Pour sa part, Mikaël Klein ne voit pas de lien évident entre télétravail et forfait jours et dit ne pas comprendre la proposition de l'ANDRH. Ne s'agirait-il pas, tout simplement, d'éviter tout contrôle du temps journalier du salarié en télétravail, lui demande-t-on alors. "Si c'était cela, alors ce serait utiliser le prétexte du télétravail pour faire passer cette vieille lune patronale selon laquelle il faudrait cesser tout contrôle du temps de travail journalier des salariés. Le télétravail complique un peu les choses en matière de décompte du temps de travail, c'est vrai, pour autant, il existe de nombreux outils permettant de contrôler la durée du travail à distance".

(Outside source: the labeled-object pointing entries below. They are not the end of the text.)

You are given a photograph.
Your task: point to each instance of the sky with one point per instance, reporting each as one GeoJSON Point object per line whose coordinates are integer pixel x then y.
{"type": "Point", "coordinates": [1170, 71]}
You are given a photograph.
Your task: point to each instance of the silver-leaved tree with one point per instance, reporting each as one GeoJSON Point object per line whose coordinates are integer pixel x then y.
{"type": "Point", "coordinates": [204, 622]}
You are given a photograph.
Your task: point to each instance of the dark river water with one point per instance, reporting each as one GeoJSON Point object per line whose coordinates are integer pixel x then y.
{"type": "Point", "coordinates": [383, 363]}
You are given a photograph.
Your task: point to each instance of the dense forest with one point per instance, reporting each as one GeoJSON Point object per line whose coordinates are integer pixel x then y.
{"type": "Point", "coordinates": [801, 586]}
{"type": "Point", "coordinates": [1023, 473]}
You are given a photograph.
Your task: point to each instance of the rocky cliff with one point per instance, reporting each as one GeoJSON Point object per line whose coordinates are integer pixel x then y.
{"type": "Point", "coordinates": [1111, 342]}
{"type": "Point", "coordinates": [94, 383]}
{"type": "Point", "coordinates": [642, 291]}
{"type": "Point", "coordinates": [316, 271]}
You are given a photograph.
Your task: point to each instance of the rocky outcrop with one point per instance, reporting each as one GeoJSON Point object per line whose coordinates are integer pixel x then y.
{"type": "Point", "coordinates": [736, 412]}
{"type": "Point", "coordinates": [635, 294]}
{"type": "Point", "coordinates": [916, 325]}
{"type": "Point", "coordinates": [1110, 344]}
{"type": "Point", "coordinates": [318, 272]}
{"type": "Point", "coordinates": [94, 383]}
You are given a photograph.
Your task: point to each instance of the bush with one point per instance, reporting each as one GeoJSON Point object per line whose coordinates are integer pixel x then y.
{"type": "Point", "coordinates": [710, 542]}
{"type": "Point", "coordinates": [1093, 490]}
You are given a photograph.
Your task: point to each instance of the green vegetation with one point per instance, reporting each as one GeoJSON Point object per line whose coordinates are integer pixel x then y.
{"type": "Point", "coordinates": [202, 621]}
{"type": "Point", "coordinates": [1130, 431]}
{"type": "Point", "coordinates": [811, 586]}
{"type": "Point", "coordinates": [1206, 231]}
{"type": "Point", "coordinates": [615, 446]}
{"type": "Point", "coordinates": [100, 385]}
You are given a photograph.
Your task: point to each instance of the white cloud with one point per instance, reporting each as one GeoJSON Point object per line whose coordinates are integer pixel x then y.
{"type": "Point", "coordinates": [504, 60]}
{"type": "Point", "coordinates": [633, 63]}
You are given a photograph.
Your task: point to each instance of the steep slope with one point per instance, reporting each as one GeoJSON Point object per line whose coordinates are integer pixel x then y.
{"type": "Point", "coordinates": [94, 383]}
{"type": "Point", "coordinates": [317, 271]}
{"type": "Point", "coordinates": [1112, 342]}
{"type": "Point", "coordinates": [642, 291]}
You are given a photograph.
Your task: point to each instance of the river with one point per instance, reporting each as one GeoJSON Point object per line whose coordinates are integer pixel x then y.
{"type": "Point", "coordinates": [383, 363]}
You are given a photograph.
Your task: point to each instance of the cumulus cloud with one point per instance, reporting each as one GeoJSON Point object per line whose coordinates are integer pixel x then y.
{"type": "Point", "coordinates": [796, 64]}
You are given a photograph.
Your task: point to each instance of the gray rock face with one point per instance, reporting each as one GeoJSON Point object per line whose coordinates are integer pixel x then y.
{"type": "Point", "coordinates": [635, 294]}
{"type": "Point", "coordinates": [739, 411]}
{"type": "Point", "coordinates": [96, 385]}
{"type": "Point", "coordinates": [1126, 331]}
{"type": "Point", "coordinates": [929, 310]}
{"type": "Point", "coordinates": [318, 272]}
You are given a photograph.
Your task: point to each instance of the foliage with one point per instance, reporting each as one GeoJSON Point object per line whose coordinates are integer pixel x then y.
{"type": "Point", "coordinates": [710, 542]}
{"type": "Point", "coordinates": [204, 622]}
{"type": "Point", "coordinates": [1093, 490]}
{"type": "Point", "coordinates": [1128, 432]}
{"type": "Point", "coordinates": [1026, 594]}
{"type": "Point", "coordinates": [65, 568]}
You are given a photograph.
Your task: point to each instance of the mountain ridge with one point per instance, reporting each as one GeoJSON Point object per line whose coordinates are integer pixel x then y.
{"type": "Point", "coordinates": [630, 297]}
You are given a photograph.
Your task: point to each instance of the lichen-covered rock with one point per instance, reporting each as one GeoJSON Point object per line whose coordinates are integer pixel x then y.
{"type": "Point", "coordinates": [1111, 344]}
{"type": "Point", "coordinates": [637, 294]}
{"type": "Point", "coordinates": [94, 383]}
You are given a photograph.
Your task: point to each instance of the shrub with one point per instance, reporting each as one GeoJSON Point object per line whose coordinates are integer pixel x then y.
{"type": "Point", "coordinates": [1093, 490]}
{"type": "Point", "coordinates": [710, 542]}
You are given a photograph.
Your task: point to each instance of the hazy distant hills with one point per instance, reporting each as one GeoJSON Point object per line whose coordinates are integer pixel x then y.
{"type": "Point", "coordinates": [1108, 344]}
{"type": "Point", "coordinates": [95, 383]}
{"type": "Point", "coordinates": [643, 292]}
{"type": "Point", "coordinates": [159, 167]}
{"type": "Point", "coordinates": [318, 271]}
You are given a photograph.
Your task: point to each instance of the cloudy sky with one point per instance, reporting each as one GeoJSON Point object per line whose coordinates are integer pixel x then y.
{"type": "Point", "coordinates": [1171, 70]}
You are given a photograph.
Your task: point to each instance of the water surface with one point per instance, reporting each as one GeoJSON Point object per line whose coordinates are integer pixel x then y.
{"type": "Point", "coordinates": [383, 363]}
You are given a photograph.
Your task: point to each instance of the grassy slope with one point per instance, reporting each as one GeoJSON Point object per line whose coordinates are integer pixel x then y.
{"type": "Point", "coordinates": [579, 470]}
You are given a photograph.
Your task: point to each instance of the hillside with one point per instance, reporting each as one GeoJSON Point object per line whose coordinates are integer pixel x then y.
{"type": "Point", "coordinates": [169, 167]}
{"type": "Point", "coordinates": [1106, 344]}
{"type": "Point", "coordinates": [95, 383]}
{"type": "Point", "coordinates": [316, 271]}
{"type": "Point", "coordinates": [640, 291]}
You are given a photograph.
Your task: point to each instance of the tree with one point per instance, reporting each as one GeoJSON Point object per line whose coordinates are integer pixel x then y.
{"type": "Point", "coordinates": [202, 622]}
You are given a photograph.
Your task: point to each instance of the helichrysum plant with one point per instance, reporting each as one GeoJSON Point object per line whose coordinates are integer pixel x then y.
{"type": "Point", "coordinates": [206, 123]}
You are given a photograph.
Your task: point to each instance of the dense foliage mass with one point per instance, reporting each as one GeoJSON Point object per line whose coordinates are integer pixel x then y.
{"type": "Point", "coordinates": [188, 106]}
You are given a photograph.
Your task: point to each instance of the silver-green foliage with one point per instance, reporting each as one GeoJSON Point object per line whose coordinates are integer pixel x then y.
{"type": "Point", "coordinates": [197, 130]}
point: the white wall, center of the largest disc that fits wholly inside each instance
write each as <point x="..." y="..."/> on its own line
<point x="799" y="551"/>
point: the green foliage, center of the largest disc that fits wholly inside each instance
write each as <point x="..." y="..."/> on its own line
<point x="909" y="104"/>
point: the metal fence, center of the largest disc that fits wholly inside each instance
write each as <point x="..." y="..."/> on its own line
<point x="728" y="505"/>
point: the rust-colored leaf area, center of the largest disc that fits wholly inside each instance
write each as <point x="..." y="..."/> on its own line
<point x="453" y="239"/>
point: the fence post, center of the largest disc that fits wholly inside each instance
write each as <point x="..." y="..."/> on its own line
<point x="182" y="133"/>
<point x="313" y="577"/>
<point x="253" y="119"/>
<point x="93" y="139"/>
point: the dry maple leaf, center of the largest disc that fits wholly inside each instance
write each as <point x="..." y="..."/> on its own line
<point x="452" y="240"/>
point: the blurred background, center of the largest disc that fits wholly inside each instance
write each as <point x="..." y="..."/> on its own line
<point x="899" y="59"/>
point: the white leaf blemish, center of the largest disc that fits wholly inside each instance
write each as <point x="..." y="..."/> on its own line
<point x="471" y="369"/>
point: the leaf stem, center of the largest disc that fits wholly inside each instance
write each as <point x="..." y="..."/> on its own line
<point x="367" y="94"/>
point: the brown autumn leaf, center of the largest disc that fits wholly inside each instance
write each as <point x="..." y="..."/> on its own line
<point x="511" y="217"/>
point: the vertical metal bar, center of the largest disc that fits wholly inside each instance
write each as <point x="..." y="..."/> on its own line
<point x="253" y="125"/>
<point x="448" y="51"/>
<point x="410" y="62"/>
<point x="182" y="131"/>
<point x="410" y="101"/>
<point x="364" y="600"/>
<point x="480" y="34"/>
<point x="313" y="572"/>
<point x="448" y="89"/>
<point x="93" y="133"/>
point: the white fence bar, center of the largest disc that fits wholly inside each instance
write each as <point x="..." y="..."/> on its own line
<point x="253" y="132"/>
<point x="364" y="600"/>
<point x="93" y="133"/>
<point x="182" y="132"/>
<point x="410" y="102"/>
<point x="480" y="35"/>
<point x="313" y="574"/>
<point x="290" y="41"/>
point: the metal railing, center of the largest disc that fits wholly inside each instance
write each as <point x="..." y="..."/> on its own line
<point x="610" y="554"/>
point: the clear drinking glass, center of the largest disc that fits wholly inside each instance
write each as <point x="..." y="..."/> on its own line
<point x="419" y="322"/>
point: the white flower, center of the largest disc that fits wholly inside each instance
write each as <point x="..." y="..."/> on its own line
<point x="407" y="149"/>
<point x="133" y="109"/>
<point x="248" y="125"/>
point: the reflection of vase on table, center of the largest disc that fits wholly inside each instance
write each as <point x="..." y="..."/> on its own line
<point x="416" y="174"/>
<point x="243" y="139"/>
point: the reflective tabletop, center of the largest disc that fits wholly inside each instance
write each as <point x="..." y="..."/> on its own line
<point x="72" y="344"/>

Le constat : la reprise de l'inflation et la croissance économique suscite un regain de revendications salariales. La demande : pour faciliter l'intéressement et la participation, le gouvernement devrait supprimer le forfait social L'association des DRH juge que les augmentations individuelles et collectives n'offrent qu'un cadre limité pour répondre aux revendications salariales, et que la situation économique des entreprises est par ailleurs très différente. Le versement d'intéressement ou de participation pourrait être facilité par la suppression du forfait social. Rappel : le forfait social, déjà supprimé pour les sociétés de moins de 250 salariés, est une contribution à la charge de l’employeur prélevée sur les rémunérations ou gains exonérés de cotisations de sécurité sociale mais assujettis à la contribution sociale généralisée (CSG). |
L'intéressement peut être un bon outil, commente Mikaël Klein, à condition qu'il ne s'agisse pas d'une substitution à une augmentation des salaires. Par ailleurs, ajoute-t-il, "le forfait social sert bien à quelque chose, il participe au financement des prestations sociales". Si on le supprime, enchaîne-t-il, d'où viendront les recettes perdues ?" Et l'avocat au service des CSE et des syndicats de se dire "choqué" par cette demande de nouvelles baisses de cotisations sociales qui arrive "bien tôt" par rapport au bénéfice du quoi qu'il en coûte : "L'activité partielle a maintenu à flot les entreprises pendant un an et demi, il ne faudrait pas l'oublier trop vite. C'est grâce au système social français que les entreprises ont tenu".